4. Do not make the locals lose their faces
Save face for both parties (Source: Google)
Similar to table manners, the face is not less important in Vietnam culture. In fact, if you make a Vietnamese lose his face, you can get yourself into a fist fight. Hence, it is best not to do anything causing awkwardness for both of you and the other one.
This includes to control your temper in public and not to excessively argue about some issue. For example, when having conflicts or cultural clashes with a local friend, you can attempt to talk about a different topic.
Or in case you visit a shop or a street restaurant, you should not bargain too much or pay your bill with high-valued currencies. The shopkeepers may not have enough change to give you, which cause them uncomfortable.
5. Show your respect for sacred places
Respect sacred places (Source: Google)
Sacred places are not only temples and pagodas but also the worship room in the house. As you may know, most Vietnamese worship Buddha and their primogenitors in their home. And their statues, as well as pictures, are placed on the altar.

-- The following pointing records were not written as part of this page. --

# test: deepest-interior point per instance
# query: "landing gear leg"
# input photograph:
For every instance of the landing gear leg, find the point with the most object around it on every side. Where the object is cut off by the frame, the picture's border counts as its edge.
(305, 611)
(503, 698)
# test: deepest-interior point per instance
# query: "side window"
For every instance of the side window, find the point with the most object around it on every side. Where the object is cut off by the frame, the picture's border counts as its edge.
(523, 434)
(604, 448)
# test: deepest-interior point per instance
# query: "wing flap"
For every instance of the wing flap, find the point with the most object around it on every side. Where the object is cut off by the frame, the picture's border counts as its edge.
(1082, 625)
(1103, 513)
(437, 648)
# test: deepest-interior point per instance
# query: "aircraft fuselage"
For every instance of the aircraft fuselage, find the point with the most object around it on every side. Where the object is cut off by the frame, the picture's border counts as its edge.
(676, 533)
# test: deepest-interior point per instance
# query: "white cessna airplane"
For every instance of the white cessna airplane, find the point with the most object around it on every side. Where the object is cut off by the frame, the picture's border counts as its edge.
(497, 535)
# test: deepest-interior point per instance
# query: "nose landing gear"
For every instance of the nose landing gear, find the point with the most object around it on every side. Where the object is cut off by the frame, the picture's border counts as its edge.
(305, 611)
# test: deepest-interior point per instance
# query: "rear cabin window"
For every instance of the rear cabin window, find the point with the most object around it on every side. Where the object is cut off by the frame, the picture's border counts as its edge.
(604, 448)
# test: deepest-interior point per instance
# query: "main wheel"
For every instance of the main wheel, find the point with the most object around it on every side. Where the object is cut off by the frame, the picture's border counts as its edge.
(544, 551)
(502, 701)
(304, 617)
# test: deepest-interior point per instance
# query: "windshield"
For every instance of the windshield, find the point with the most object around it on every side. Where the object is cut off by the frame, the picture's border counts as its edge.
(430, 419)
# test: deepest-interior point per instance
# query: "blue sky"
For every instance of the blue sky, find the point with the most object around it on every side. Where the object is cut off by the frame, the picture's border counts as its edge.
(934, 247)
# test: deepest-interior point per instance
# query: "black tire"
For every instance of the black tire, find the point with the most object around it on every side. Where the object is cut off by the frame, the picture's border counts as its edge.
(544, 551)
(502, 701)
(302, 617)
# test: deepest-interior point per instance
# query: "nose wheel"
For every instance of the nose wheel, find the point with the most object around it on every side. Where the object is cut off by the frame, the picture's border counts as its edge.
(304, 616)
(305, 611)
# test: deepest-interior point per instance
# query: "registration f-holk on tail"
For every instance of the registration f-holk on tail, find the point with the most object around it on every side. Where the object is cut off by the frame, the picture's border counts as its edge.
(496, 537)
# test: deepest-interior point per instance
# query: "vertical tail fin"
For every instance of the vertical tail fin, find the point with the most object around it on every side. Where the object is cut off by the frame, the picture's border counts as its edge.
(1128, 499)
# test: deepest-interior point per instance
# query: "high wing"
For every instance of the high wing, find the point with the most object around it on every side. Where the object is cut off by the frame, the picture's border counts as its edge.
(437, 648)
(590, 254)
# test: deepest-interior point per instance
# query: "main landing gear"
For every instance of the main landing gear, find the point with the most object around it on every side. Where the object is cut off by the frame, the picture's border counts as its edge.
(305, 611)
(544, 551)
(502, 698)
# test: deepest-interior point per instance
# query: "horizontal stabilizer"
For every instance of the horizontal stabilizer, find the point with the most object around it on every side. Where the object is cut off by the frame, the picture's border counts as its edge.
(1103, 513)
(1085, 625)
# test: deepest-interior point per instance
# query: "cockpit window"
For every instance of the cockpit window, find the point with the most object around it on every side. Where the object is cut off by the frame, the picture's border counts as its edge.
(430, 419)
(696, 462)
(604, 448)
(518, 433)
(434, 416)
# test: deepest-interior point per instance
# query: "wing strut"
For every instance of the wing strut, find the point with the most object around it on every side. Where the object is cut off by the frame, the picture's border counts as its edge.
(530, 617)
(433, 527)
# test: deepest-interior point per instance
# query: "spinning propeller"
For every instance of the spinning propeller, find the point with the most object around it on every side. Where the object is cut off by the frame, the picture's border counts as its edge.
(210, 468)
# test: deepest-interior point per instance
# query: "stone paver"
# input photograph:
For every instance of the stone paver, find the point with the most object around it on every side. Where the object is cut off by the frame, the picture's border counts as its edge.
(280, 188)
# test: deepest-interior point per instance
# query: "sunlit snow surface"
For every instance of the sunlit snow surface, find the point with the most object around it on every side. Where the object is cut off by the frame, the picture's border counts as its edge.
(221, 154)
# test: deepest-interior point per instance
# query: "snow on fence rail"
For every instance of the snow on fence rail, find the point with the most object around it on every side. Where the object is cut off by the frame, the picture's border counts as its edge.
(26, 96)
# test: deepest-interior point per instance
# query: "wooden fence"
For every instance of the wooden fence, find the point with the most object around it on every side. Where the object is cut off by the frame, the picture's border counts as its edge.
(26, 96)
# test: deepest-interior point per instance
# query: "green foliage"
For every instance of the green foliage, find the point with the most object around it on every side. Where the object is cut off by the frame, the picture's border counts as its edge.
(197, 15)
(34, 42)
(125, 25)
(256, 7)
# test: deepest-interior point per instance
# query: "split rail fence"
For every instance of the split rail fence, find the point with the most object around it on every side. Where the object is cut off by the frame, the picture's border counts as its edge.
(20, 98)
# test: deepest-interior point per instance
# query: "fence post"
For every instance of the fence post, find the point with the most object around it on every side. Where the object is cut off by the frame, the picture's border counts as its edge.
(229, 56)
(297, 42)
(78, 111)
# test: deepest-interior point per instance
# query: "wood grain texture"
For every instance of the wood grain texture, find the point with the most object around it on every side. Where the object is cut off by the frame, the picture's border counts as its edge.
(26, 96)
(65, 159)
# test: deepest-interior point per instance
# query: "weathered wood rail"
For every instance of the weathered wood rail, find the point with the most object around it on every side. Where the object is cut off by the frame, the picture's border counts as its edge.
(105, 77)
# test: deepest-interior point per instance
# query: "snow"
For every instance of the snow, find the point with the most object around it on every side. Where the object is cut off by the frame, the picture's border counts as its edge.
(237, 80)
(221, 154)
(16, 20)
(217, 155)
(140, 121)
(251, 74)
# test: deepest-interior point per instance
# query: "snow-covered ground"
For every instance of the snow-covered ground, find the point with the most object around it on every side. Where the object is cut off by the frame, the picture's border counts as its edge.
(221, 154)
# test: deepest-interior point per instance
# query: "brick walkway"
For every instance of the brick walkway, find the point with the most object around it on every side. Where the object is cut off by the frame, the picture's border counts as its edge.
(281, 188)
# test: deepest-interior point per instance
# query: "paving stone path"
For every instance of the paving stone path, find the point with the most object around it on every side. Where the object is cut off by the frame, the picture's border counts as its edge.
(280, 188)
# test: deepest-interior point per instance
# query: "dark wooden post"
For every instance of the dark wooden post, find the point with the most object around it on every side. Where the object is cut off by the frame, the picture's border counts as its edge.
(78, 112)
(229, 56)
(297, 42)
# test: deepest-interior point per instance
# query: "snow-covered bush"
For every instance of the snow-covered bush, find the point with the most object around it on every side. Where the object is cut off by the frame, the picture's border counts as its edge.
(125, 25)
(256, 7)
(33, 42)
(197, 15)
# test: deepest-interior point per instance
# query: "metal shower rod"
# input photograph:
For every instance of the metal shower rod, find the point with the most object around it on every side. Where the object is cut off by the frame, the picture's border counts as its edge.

That is why you need to show your esteem to them if you want to maintain a strong rapport with your local friends. What you should do is not to say offensive words or point your fingers or toes towards the altar.
6. Do not brag about yourself
Avoid wearing jewels (Source: Google)
Modesty is always highly appreciated in Vietnam culture. Hence, the local citizens usually do not have much fondness for people who usually show off about themselves.
Understanding your position and keeping your wealth to yourself when communicating with the Vietnamese are suggested. Furthermore, it is best not to adorn yourself with too many jewels. You may cause others unpleasant and attract burglars.
7. Avoid political issues
President Ho Chi Minh (Source: Google)
Politics is a sensitive issue in Vietnam. The local people hardly ever talk about it. Movies, songs, or broadcast shows never mention it as well. Thus, you can discuss anything apart from politics with a Vietnamese.
Some topics you should dodge are the Vietnamese war and the recent conflicts between Vietnam and China. And the most important thing is not to insult late President Ho Chi Minh. He was a great revolutionary who set the Vietnamese free in the past. So the local citizens will take what you say seriously.